Relentless Pursuit of Wisdom and Liberty

The weblog companion of, dedicated to pondering, "If Patrick Henry could see us now..."

Thursday, March 09, 2006

China vs. U.S. in the Human Rights department

China has issued a scathing rebuttal to the U.S.-issued "Country Reports on Human Rights Practices" for 2005. I won't pretend to have read it all, but one or two specific things did jump out at me.

Interesting that the authors are shooting to make the point that the U.S. is an egregious violator of its citizens' human rights, but then cite the government's inability to reduce "the unchecked spread of guns" in attempting to show that the government does not provide safety to its citizens. So in the authors' view, the U.S. must restrict one or more human rights (property ownership, self-defense) in order to attempt to provide a higher level of something that's only arguably a human right (to not be murdered by other private citizens). Nice.

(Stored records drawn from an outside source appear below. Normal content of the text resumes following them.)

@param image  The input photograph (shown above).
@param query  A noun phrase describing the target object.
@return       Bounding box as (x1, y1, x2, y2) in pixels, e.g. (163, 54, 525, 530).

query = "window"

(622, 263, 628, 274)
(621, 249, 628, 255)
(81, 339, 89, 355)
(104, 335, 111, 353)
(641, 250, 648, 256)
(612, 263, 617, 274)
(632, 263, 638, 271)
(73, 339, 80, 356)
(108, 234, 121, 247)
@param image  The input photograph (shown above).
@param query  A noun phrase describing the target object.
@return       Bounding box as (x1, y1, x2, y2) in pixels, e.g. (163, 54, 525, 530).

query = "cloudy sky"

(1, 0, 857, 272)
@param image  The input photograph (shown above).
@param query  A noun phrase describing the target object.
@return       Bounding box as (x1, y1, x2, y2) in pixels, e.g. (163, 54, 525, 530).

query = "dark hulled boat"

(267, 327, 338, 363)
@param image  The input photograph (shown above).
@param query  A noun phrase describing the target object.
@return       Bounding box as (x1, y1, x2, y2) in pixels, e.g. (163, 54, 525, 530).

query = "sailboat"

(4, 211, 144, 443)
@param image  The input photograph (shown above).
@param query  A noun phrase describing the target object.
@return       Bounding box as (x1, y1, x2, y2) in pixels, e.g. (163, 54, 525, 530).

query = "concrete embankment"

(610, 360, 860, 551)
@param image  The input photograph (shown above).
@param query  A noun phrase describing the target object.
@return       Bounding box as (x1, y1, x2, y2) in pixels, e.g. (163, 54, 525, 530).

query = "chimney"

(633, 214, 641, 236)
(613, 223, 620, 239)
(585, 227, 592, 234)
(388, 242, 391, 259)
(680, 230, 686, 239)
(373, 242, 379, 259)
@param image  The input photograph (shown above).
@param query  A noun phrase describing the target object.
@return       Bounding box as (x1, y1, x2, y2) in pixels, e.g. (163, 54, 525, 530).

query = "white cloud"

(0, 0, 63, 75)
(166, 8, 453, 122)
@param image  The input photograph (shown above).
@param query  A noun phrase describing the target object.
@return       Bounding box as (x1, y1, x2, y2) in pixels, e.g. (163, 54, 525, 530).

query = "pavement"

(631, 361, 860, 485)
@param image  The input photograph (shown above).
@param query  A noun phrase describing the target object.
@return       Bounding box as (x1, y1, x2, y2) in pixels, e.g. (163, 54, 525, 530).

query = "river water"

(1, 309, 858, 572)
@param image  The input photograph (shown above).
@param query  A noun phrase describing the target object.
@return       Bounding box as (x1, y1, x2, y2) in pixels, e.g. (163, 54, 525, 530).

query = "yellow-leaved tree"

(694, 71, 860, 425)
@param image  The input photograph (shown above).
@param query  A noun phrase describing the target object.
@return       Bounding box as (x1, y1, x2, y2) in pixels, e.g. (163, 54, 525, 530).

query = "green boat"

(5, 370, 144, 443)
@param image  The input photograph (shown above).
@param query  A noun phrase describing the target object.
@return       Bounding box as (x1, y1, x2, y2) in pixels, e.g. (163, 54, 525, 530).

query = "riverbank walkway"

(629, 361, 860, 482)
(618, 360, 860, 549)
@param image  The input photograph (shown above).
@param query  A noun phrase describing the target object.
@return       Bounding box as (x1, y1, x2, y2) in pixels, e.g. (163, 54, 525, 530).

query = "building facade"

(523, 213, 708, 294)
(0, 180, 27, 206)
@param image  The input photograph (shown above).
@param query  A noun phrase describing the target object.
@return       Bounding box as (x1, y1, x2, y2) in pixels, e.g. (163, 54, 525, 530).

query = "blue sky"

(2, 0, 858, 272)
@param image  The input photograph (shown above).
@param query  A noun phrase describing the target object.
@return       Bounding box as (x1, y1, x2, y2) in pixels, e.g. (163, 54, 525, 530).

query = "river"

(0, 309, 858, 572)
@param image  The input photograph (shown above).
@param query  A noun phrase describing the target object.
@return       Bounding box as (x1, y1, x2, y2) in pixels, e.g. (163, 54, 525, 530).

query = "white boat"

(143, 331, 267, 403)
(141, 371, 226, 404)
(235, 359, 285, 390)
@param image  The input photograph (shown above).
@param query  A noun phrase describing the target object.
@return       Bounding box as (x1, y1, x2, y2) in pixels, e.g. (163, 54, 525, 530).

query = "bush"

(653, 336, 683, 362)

In making their point, the authors actually cite the Brady Campaign as a source. The fact that China, that paragon of individual liberty, agrees with the gun control crowd should be a wake-up call to the gun-grabbers in this country - too bad it won't be.

I do like how in their zeal to show how bad the murder rate is in the U.S. they point out how many murders there were in D.C. and Chicago, only to leave out the fact that it's in the very places where the murder rate is highest that handguns have been completely prohibited (not to mention concealed-carry)! So much for the anti-self-defense crowd's assurances that with less guns will come less violence.

To end on a high note, a new scientific study has been published showing that there is in fact no causal link between the availability of guns and the homicide rate.